Several years ago, I was involved with a study focusing on young children’s language and literacy development in rural Central America. Over several weeks, our team traveled to remote villages, often fording rivers swollen by mountain rains in a jeep or lugging stacks of supplies over precarious footbridges. It was not an undertaking for the faint of heart.
Using a survey, we asked first-graders’ parents if they read books, counted and named objects, or told stories to their children regularly (in addition to gathering socio-economic and demographic data). According to the surveys, many parents were illiterate or had very low levels of literacy, and had completed only a few years of school. We also tested the first-graders on vocabulary, reading comprehension, and writing.
Many studies have shown that a mother’s education level and literacy will affect her child’s success in school. If mothers have not completed much schooling and cannot read books to their kids, the logic goes; their children may be less likely to succeed academically. While this may be true, our findings indicated that when parents talked to their first graders, either telling stories, asking questions, or naming and counting everyday objects—creating environments where children were surrounded with rich oral language—the children had significantly higher test scores in reading (a random sample from many schools was selected to control for school quality and other factors). According to our results, children whose mothers and fathers frequently engaged in storytelling had the largest vocabularies of any in the group.
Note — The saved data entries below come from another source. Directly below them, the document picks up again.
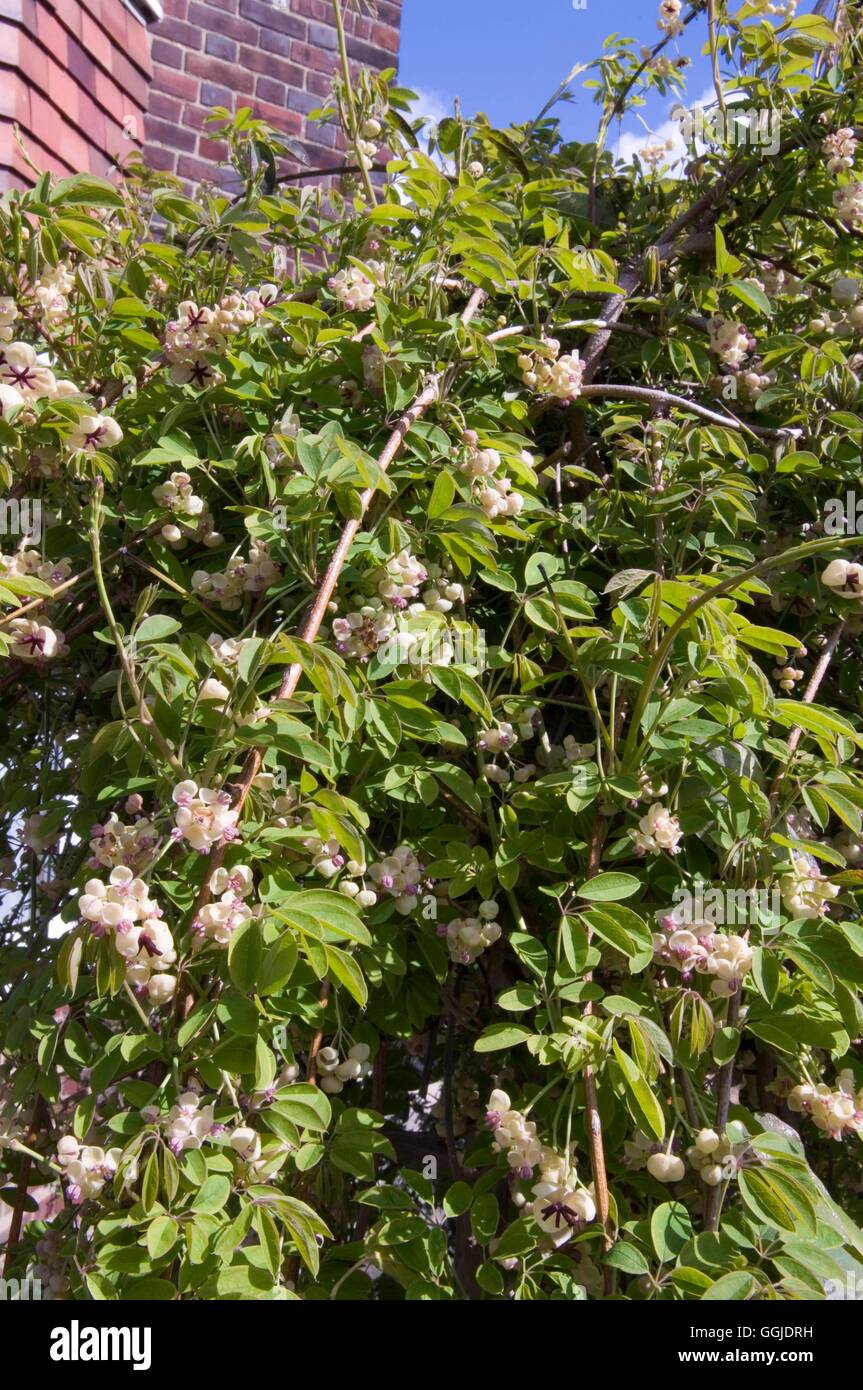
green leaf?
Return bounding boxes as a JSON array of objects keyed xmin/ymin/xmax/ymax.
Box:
[
  {"xmin": 136, "ymin": 615, "xmax": 181, "ymax": 643},
  {"xmin": 325, "ymin": 944, "xmax": 368, "ymax": 1007},
  {"xmin": 471, "ymin": 1192, "xmax": 500, "ymax": 1243},
  {"xmin": 192, "ymin": 1175, "xmax": 232, "ymax": 1215},
  {"xmin": 702, "ymin": 1271, "xmax": 757, "ymax": 1301},
  {"xmin": 474, "ymin": 1023, "xmax": 533, "ymax": 1052},
  {"xmin": 429, "ymin": 469, "xmax": 456, "ymax": 519},
  {"xmin": 228, "ymin": 920, "xmax": 263, "ymax": 993},
  {"xmin": 651, "ymin": 1201, "xmax": 692, "ymax": 1263},
  {"xmin": 728, "ymin": 278, "xmax": 772, "ymax": 318},
  {"xmin": 146, "ymin": 1215, "xmax": 179, "ymax": 1261},
  {"xmin": 612, "ymin": 1041, "xmax": 665, "ymax": 1141},
  {"xmin": 577, "ymin": 872, "xmax": 641, "ymax": 902}
]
At school meetings, seeing parents sign their name by rolling their thumb into a black inkpad and gingerly pressing it onto a sheet of paper was a common sight. Many had left school by fifth grade to earn money for their families. But these same parents can and did support their children and help them to be successful.
The idea that an environment rich in oral language can help kids’ literacy skills is strongly supported. A recent study in Psychological Science “Ameliorating Children’s Reading-Comprehension Difficulties: A Randomized Controlled Trial” looked at 27 schools in the United Kingdom. Researchers found that an intervention strategy focusing on providing oral vocabulary led to the largest gains in reading comprehension. Readers can find more information on the Early Ed Watch blog by clicking here. Mary Anne Zehr also wrote an article in Education Week last year on increased scholarly interest in how oral language can support English learner students.
Finally, whether in the coffee fields of rural Central America or the Seeds for Learning farm at an inner-city Philadelphia school, we need to make sure that kids are exposed to a variety of new words and language—and one of the best ways to do this is by providing hands-on experiences. Talk to kids, show them new things, and remember: anyone can help a child learn how to read.